Formerly focused on protecting US bases and military operations, Pentagon intelligence collection inside the United States has already expanded to cover broader terrorist threats to the country, the Post said on Sunday.

However, proposed moves to expand the military's domestic intelligence activities in the wake of the attacks of 11 September, 2001, have sparked worries among politicians and civil liberties advocates that such activities could go out of control, the newspaper said.

"We are deputising the military to spy on law-abiding Americans in America. This is a huge leap without even a (congressional) hearing," Senator Ron Wyden told the daily.

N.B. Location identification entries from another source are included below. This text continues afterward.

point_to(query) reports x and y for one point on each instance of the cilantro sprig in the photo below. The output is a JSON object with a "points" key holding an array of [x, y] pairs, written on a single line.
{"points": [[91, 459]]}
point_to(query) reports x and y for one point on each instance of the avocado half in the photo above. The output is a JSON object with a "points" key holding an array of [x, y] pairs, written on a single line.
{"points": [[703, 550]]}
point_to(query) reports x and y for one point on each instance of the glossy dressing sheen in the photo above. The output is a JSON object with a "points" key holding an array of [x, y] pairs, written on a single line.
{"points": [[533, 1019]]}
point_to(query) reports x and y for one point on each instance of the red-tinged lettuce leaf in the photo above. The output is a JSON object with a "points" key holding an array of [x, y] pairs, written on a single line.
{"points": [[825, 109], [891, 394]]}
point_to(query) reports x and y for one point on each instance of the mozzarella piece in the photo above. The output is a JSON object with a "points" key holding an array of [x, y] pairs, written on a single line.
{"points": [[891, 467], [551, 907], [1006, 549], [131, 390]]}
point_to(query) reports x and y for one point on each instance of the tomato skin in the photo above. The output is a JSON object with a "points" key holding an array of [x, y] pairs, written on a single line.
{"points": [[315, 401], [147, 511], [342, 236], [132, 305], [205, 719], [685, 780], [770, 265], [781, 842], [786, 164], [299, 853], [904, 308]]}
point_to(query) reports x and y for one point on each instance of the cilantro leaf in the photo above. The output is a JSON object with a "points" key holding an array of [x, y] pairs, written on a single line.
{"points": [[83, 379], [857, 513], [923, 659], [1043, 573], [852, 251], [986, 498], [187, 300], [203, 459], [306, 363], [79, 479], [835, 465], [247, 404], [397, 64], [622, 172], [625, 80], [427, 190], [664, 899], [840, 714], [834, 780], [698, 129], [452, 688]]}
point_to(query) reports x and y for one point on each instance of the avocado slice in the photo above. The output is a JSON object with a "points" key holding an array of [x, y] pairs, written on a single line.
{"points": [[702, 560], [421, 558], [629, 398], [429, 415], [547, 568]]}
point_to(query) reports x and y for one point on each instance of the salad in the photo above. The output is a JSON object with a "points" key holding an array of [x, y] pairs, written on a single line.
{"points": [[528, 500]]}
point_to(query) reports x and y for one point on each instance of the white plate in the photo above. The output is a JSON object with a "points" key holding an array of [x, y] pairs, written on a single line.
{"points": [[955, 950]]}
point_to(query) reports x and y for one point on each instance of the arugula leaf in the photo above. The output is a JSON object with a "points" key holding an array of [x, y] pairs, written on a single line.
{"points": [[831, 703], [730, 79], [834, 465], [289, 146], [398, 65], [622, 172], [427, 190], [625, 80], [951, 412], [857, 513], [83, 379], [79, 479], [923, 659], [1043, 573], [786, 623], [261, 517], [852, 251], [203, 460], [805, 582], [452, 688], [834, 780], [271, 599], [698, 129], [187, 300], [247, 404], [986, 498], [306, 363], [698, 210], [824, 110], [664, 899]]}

According to the Post, the White House is considering expanding a secret Pentagon security agency into one which could investigate a range of domestic crimes, for which the government has used the FBI in the past.

The little-known Counterintelligence Field Activity has a secret budget but is thought to have 1000 people on its staff, the paper said.

A recent high-level presidential commission "urged that CIFA be given authority to carry out domestic criminal investigations and clandestine operations against potential threats inside the United States," the Post said.

CIFA's expansion would build on post-9/11 efforts to break down data-sharing barriers between the domestic intelligence operations of the FBI and its international counterpart, the CIA.

Lack of information-sharing by the FBI, CIA and the Pentagon was a factor in the success of the attacks on New York and the Pentagon in 2001.